Jesus, Rafa, I said.
He didn’t lift his eyes. Mumbled, Nos fuimos.
He stretched out on the back seat of his Monarch while I drove us home. I feel like I’m dying, he said.
You ain’t dying. But if you do kick it leave me the ride, OK?
I’m not leaving this baby to nobody. I’m going to be buried in it.
In this piece of crap?
Yup. With my TV and my boxing gloves.
What, you a pharaoh now?
He raised his thumb in the air. Bury your slave ass in the trunk.

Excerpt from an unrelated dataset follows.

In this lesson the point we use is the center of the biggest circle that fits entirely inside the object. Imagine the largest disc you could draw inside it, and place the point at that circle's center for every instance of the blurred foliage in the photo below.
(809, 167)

The fever lasted two days, but it took a week before he was close to better, before he was spending more time on the couch than in bed. I was convinced that as soon as he was mobile he was going to head right back to the Yarn Barn or try to join the Marines or something. My mother feared the same. Told him every chance she got that it wasn’t going to happen. I won’t allow it. Her eyes were shining behind her black Madres de Plaza de Mayo glasses. I won’t. Me, your mother, will not allow it.
Leave me alone, Ma. Leave me alone.
You could tell he was going to pull something stupid. The good thing was he didn’t try to go back to the Barn.
The bad thing was that he went and basically got married.
—
REMEMBER THE SPANISH CHICK, the one who’d been crying over him at the Yarn Barn? Well, turns out she was actually Dominican. Not Dominican like my brother or me but Dominican Dominican. As in fresh-off-the-boat-didn’t-have-no-papers Dominican. And thick as fucking shit. Before Rafa was even better, she started coming around, all solicitous and eager; would sit with him on the couch and watch Telemundo. (I don’t have a TV, she announced at least twenty times.) Lived in London Terrace, too, over in Building 22, with her little son, Adrian, stuck in a tiny room she was renting from this older Gujarati guy, so it wasn’t exactly a hardship for her to hang out with (as she put it) her gente. Even though she was trying to be all proper, keeping her legs crossed, calling my mother Señora, Rafa was on her like an octopus. By visit five, he was taking her down to the basement, whether the Hallelujah Crew was around or not.
Pura was her name. Pura Adames.
Pura Mierda was what Mami called her.
OK, for the record, I didn’t think Pura was so bad; she was a hell of a lot better than most of the ho’s my brother had brought around. Guapísima as hell: tall and indiecita, with huge feet and an incredibly soulful face, but unlike your average hood hottie Pura seemed not to know what to do with her fineness, was sincerely lost in all the pulchritude. A total campesina, from the way she held herself down to the way she talked, which was so demotic I couldn’t understand half of what she said — she used words like deguabinao and estribao on the regular. She’d talk your ear off if you let her, and was way too honest: within a week she’d told us her whole life story. How her father had died when she was young; how for an undisclosed sum her mother had married her off at thirteen to a stingy fifty-year-old (which was how she got her first son, Nestor); how after a couple years of that terribleness she got the chance to jump from Las Matas de Farfán to Newark, brought over by a tía who wanted her to take care of her retarded son and bedridden husband; how she had run away from her, too, because she hadn’t come to Nueba Yol to be a slave to anyone, not anymore; how she had spent the next four years more or less being blown along on the winds of necessity, passing through Newark, Elizabeth, Paterson, union City, Perth Amboy (where some crazy cubano knocked her up with her second son, Adrian), everybody taking advantage of her good nature; and now here she was in London Terrace, trying to stay afloat, looking for her next break. She smiled brightly at my brother when she said that.